Take now the present corona crisis. A new nasty virus has spread all over the world: the coronavirus. It makes that many people must be hospitalized, and many people infected by the virus die. The medical services threaten to become overloaded and to collapse. It is absolutely necessary to take radical measures, including forcing people to stay at home, the so-called self-confinement. You are a rational person and according to you the only option is to accept the measures proclaimed by your government, including self-confinement. And so you do. You leave your house only for buying food, for physical exercise or for other reasons allowed by the government. It’s true that, if you would break the coronavirus emergency laws, you would get a high fine and be forced by the police to return home. However, this never happens, for you are fully convinced that the best you can do is obeying the coronavirus emergency laws. In other words, it’s your free choice to follow these laws.
As said, Frankfurt-style cases like the one I just presented were used to discuss the question whether someone is responsible for his or her actions, even if in practice s/he has only one option. However, they tell us also much about the idea of freedom.
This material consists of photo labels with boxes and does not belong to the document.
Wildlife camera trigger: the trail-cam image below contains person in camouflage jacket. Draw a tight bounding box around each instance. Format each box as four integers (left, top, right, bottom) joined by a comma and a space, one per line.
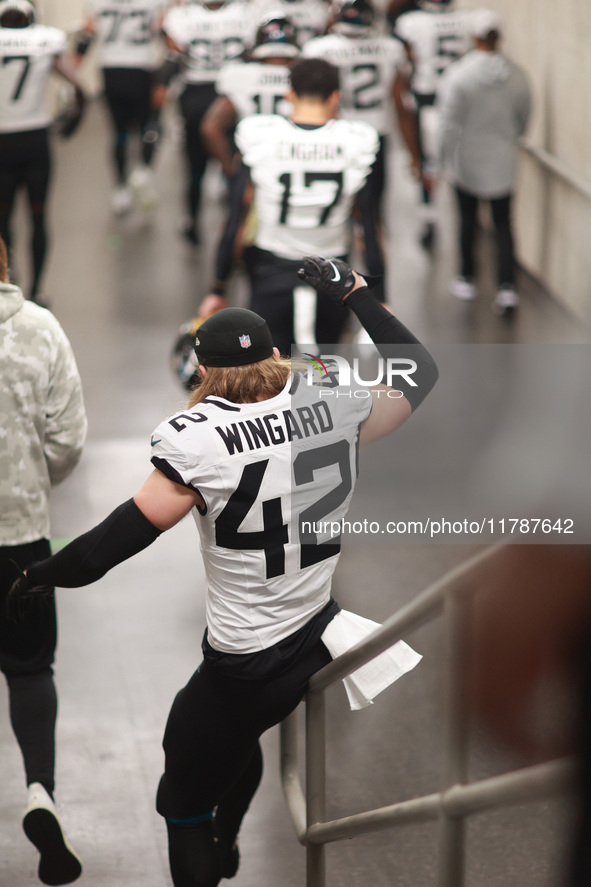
0, 238, 87, 884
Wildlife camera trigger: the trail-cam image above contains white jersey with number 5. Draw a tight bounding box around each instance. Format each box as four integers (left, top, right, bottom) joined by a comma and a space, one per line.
236, 115, 379, 259
162, 0, 252, 83
215, 61, 292, 119
90, 0, 166, 70
303, 34, 405, 135
396, 9, 474, 95
0, 25, 66, 134
152, 375, 371, 653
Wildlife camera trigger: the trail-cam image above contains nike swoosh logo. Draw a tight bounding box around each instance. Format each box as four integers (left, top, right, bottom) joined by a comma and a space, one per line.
328, 260, 341, 283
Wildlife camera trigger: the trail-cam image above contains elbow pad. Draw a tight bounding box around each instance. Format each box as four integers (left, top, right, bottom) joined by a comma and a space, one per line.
27, 499, 162, 588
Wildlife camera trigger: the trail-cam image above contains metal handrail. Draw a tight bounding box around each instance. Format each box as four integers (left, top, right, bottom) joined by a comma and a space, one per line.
281, 546, 575, 887
519, 138, 591, 200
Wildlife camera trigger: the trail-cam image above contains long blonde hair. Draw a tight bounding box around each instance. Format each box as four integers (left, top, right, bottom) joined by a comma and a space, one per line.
0, 237, 10, 283
188, 355, 291, 409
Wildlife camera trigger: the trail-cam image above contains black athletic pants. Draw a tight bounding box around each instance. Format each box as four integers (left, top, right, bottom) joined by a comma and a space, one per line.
103, 68, 155, 185
0, 539, 57, 794
156, 601, 338, 887
456, 186, 515, 289
244, 246, 347, 356
0, 128, 51, 299
179, 83, 217, 224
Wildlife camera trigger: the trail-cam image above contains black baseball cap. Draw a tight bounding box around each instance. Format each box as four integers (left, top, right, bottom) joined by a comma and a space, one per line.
195, 308, 273, 367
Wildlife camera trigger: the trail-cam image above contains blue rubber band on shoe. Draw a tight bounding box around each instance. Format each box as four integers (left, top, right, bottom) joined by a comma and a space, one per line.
166, 810, 213, 825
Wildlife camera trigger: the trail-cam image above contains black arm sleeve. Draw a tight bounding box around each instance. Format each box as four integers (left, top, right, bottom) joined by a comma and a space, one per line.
27, 499, 162, 588
345, 287, 439, 411
152, 50, 182, 86
357, 169, 386, 302
215, 164, 248, 280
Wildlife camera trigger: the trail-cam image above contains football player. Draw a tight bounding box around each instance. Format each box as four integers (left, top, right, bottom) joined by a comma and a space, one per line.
201, 15, 300, 177
0, 0, 84, 301
395, 0, 474, 249
303, 0, 406, 229
11, 257, 437, 887
158, 0, 253, 245
201, 53, 383, 354
251, 0, 328, 47
76, 0, 167, 215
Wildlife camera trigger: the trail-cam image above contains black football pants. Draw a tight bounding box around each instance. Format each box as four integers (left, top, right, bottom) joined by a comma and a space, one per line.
0, 539, 57, 794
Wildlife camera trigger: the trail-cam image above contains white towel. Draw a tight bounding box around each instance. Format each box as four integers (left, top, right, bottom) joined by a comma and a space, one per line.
322, 610, 423, 711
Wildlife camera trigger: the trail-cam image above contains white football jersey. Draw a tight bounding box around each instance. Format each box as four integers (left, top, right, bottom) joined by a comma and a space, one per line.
89, 0, 167, 70
215, 61, 292, 120
235, 114, 379, 259
395, 9, 474, 95
151, 375, 371, 653
0, 25, 66, 132
163, 0, 252, 83
303, 34, 406, 135
251, 0, 328, 46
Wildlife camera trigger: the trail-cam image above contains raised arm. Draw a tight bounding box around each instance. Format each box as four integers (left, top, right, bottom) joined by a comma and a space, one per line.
9, 469, 203, 600
298, 256, 439, 446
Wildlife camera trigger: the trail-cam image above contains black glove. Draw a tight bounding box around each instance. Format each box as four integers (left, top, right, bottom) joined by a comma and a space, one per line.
298, 256, 355, 304
6, 560, 54, 621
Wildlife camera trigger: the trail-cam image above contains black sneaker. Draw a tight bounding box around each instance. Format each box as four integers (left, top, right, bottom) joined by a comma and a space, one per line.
23, 782, 82, 885
181, 222, 201, 246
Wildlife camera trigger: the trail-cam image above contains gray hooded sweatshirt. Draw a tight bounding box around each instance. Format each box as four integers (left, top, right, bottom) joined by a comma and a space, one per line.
438, 49, 531, 199
0, 283, 86, 545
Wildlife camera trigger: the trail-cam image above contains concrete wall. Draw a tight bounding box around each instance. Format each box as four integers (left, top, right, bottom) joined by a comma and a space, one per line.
457, 0, 591, 322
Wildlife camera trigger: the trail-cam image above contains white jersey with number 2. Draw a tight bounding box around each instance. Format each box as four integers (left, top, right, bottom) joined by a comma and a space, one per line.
303, 34, 406, 135
151, 375, 371, 653
0, 25, 66, 134
236, 115, 379, 259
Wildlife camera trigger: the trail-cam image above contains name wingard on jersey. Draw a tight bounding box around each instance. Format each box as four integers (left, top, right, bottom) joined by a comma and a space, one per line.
215, 402, 334, 456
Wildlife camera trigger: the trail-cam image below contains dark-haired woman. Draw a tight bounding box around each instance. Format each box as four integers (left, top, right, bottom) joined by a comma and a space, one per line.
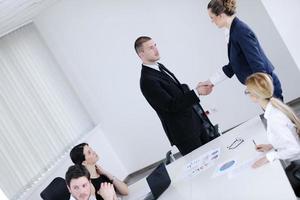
202, 0, 283, 100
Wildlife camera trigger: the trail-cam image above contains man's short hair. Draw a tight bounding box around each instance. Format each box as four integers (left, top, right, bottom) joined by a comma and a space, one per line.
70, 143, 88, 165
65, 165, 91, 187
134, 36, 152, 55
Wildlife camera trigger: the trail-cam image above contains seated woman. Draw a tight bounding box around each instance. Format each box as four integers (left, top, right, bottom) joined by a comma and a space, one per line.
245, 73, 300, 196
70, 143, 128, 200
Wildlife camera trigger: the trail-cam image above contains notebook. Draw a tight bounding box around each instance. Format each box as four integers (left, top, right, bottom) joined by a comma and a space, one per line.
144, 163, 171, 200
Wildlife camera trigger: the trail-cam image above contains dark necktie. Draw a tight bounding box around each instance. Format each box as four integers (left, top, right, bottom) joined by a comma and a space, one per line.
158, 63, 181, 85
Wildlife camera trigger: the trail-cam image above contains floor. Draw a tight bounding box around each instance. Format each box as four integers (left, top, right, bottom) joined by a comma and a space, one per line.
124, 97, 300, 185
As we have seen, a common idea of freedom is the view that you can and are allowed to do what you like. I think that it is acceptable to add here “unless it hurts other people and affects the freedom of others”. Now the present situation is such that, unless people restrict their usual behaviour, they’ll hurt other people: If they would keep going along with family, friends, colleagues and others in the usual way, many people would die of the coronavirus and many others would become seriously ill and some of them would become handicapped in some way. This makes that restricting yourself and even going into self-confinement is the only kind of behaviour that respects the freedom of others. Actually, this is the only rational way to do. And so you conclude that the only thing you can reasonably do is to accept the coronavirus emergency laws. That you would be fined and be forced to stay at home, if you break these laws, doesn’t even come to your mind. In the end it’s not your government’s fault that there is such a nasty virus in the world. Following these laws is your own choice.
The upshot is that you can still be free, even if you have only one option. And this is the situation of the present corona crisis. So, don’t complain that your freedom is affected by these emergency measures. Another question is, of course, which measures are the best and whether the measures taken are the best, let alone whether some governments or politicians abuse the corona crisis for increasing their power.

Postscript
And so it happens that the Frankfurt-style cases no longer are thought experiments but have become real-life scenarios.